As for those of us in central Ohio, we’re just going to have to face the facts: Columbus is to a New Orleans native what Minot, N.D., would be to us.

If your idea of breakfast is beignets and cafe au lait at the Cafe Du Monde, Bob Evans doesn’t hold much appeal.

If your annual bash involves lots of beads, balconies and bacchanalia, your mental image of Columbus, Ohio, might involve a pair of American Gothic types standing in the mouth of a haymow hollering, “Show us your soybeans!”

We’ve all heard the old saw of how Columbus evolved: “Suppose a half-million people came to the Ohio State Fair _ and stayed.”

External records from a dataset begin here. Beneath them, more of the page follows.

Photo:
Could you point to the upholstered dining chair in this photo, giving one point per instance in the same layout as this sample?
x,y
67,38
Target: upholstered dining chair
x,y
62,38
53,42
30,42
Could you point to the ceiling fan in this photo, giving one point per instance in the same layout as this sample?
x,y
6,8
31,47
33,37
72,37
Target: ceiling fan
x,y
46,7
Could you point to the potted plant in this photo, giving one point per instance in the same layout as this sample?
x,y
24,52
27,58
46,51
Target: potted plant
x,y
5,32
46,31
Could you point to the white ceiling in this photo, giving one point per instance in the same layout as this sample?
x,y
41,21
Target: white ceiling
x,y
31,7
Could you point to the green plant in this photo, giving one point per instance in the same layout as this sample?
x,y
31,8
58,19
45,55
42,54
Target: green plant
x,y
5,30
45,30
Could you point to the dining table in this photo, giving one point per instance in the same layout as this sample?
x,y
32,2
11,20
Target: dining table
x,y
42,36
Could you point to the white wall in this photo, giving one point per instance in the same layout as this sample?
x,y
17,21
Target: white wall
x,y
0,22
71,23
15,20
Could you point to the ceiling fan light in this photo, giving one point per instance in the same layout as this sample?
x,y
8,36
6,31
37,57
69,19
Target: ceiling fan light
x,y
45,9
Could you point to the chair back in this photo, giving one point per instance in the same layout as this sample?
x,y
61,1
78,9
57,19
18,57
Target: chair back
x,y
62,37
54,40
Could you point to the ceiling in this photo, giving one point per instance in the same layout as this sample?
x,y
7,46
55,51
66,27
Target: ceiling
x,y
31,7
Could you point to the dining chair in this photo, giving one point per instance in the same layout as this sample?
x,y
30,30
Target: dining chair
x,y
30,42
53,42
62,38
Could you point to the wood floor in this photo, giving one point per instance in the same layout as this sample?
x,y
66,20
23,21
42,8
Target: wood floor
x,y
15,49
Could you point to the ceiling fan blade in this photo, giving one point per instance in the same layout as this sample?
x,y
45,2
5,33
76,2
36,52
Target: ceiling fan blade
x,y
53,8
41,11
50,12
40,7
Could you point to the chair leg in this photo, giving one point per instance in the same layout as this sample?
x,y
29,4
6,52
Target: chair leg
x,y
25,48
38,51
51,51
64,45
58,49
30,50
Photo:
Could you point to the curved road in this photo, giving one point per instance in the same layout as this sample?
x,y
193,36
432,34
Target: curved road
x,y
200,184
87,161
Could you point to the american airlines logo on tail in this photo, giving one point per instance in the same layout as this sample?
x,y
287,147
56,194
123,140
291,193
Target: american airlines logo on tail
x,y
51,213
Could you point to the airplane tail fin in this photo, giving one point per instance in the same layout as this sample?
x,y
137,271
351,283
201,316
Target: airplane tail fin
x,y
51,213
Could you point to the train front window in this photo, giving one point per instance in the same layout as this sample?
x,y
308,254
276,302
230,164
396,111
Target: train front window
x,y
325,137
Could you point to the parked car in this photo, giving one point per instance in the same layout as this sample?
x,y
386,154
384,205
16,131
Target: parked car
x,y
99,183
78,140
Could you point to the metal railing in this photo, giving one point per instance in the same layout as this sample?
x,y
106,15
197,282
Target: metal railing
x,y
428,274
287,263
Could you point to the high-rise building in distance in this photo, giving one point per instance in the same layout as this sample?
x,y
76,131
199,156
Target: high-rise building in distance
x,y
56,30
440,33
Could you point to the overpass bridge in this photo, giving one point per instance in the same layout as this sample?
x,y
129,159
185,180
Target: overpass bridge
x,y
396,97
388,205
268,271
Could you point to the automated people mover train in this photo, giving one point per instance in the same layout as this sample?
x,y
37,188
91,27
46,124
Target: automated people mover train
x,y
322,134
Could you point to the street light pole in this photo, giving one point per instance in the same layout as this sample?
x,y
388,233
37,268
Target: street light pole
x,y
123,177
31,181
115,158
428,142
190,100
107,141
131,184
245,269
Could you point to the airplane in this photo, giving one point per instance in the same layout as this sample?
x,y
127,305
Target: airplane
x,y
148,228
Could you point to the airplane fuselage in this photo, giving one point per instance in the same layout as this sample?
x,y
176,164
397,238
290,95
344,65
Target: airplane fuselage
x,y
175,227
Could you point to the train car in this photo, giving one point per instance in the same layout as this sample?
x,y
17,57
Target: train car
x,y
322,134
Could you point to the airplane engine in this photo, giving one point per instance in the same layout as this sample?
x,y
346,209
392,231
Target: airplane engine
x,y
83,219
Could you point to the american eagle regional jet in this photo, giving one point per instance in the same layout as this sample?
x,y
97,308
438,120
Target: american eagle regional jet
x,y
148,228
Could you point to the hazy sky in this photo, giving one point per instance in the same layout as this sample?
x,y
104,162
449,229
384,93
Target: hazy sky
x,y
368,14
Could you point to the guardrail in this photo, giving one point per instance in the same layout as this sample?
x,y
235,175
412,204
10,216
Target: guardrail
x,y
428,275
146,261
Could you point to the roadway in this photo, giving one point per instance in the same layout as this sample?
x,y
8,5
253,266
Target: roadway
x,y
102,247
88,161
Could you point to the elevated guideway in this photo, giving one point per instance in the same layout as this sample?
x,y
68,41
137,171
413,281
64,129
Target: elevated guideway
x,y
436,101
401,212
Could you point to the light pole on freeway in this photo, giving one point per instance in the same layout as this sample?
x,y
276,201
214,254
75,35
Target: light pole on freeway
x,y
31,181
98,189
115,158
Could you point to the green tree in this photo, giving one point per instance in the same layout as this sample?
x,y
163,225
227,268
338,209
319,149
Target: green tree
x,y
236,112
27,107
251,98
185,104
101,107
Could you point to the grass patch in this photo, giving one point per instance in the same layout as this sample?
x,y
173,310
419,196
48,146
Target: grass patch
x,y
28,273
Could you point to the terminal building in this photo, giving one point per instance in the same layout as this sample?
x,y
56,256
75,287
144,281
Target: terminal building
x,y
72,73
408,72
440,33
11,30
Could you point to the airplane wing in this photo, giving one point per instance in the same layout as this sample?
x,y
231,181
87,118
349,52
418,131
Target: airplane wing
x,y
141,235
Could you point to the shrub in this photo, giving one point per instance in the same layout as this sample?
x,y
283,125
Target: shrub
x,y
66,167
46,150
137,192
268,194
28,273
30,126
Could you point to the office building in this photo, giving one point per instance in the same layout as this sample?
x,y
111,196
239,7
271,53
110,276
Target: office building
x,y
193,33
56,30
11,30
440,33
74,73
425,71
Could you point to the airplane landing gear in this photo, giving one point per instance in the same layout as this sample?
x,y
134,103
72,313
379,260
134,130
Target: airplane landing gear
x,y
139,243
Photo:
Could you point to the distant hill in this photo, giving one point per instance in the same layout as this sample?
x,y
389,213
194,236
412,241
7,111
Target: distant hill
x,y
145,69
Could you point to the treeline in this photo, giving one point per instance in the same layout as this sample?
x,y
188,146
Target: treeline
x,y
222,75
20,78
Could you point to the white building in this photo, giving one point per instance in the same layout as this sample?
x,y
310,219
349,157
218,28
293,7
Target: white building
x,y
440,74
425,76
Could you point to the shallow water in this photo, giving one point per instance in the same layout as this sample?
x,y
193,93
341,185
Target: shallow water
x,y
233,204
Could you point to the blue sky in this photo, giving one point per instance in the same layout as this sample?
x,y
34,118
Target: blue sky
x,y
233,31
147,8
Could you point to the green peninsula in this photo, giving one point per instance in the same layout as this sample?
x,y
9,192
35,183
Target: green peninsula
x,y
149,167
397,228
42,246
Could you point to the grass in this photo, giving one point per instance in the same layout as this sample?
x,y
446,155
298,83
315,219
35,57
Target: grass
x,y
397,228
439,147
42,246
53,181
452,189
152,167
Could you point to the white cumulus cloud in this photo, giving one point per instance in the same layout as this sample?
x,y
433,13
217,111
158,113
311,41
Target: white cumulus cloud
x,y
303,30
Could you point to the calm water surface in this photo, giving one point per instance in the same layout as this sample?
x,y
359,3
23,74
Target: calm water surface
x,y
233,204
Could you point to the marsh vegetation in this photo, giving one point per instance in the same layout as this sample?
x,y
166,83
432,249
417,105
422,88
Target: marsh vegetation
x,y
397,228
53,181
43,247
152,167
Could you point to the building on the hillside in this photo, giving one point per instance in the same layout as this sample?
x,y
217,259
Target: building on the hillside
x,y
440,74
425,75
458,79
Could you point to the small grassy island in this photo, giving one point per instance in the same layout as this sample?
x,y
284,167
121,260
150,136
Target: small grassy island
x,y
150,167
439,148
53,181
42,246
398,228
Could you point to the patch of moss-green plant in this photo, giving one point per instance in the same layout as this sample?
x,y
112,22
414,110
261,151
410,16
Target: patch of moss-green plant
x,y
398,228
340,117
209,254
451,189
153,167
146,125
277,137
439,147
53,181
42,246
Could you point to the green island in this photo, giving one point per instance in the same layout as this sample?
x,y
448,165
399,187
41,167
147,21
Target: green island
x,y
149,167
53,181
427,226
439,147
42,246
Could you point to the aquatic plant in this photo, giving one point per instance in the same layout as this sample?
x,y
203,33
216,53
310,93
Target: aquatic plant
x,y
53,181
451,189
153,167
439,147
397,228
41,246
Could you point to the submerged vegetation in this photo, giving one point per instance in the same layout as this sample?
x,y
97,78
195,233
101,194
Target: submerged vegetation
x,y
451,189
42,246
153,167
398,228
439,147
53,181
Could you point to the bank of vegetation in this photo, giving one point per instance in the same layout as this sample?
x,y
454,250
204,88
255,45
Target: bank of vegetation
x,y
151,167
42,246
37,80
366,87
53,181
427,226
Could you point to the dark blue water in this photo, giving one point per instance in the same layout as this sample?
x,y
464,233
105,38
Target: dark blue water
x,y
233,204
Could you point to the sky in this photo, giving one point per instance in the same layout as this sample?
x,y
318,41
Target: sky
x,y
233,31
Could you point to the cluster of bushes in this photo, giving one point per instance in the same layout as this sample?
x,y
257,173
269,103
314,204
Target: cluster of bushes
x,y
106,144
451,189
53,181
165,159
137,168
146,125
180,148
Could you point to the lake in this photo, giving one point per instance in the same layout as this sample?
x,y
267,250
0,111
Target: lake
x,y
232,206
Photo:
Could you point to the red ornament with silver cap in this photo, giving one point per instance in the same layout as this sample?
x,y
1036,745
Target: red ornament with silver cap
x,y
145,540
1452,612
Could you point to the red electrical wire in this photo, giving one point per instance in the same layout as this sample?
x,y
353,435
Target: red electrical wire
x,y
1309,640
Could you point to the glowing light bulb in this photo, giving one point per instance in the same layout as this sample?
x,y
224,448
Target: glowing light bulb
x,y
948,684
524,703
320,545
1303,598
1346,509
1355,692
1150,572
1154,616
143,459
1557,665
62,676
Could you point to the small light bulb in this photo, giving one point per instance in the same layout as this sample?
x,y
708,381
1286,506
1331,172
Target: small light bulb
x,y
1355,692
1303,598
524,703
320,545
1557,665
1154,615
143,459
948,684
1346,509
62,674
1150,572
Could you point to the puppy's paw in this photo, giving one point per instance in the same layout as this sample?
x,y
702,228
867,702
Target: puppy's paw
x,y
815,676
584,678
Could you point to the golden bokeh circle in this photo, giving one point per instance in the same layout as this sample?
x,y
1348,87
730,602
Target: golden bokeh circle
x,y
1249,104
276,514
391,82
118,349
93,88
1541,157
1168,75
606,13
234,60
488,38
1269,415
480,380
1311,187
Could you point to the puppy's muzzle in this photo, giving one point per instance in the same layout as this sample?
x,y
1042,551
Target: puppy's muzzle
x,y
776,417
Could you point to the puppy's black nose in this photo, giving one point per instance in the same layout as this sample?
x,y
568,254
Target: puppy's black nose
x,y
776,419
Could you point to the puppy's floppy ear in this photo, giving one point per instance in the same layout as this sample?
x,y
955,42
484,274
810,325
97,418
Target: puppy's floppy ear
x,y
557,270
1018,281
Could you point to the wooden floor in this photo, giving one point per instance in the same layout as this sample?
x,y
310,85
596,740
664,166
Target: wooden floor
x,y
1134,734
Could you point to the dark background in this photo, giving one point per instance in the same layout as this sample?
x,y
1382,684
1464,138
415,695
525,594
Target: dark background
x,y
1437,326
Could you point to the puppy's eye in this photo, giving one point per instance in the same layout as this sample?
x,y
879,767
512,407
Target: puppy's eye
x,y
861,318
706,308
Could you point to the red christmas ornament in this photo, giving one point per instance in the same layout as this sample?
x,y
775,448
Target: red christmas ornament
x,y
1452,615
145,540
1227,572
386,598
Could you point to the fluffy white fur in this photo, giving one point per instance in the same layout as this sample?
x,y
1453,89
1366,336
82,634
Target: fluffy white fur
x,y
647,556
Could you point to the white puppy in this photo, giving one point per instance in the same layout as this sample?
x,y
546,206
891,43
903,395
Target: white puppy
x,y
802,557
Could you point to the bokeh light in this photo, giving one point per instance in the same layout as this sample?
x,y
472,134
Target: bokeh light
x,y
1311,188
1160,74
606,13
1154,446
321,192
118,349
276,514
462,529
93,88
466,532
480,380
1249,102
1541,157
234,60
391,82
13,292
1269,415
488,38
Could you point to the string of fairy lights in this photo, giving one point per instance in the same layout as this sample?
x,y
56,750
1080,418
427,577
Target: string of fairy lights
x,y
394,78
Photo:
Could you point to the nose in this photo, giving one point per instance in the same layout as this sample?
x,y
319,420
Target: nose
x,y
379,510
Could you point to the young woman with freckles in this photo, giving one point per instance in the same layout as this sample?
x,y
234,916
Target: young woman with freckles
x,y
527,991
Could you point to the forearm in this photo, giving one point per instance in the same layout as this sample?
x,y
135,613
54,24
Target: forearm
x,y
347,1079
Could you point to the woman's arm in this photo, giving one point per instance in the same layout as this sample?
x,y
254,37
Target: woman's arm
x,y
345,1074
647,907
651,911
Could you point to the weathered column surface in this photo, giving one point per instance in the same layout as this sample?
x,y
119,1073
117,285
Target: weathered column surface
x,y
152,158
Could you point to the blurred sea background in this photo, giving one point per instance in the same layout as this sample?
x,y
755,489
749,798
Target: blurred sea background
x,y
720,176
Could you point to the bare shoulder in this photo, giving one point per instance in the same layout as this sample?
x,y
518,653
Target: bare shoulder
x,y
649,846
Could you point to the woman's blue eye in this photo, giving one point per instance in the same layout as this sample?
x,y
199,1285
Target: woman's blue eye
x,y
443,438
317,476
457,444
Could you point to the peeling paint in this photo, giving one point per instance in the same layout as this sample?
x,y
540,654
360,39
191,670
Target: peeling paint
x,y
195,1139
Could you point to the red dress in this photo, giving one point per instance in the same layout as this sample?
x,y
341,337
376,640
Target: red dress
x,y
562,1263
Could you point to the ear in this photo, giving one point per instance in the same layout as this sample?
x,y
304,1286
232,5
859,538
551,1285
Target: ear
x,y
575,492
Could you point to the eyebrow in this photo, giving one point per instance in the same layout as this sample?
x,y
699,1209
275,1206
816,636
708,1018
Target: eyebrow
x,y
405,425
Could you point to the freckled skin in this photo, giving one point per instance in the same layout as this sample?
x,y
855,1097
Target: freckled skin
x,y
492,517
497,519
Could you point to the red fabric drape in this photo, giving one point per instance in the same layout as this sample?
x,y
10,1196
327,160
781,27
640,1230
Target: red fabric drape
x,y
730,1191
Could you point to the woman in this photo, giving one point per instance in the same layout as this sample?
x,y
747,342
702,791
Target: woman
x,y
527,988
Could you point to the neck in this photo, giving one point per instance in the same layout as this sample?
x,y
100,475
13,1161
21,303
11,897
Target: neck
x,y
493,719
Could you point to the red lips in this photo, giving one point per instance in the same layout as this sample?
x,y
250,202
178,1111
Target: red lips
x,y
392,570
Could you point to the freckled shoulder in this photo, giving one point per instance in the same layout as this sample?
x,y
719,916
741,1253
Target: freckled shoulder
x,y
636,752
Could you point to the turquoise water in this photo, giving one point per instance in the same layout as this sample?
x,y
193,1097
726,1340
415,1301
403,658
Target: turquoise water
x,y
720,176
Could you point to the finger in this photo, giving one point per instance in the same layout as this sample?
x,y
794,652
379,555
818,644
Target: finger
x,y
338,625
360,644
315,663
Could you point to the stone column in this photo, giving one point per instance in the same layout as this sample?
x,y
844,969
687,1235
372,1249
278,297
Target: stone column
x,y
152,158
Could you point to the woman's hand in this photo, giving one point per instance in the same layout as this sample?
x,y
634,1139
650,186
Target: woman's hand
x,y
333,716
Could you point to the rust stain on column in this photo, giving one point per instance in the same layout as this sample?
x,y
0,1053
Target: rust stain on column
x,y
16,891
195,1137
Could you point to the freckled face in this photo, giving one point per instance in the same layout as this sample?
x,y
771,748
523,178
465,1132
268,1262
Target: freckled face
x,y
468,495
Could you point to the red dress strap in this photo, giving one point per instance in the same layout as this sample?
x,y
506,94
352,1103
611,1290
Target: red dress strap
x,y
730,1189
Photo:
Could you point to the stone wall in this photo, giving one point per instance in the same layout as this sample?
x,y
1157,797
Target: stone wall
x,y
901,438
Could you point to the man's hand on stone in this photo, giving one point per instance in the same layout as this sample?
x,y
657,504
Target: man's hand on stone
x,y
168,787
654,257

What Columbus folks need to understand is why it makes sense when the New Orleans natives at the Astrodome say they don’t want to venture farther from home. We might see that home as a soon-to-be-condemned dwelling currently occupied by 9 feet of standing water, three cottonmouths and enough cholera germs to wipe out Los Angeles.

The owner of that house _ no matter its current state _ sees it as the anchorage for all things sacred: family, culture, roots, one’s sense of place.

I wouldn’t want to leave a tornado-ravaged Columbus for Minot.

So, we needn’t act like the owner of a gift horse spurned.

After all, this isn’t about us.

(Mike Harden is a columnist at the Columbus Dispatch in Ohio. E-mail mharden(at)dispatch.com.)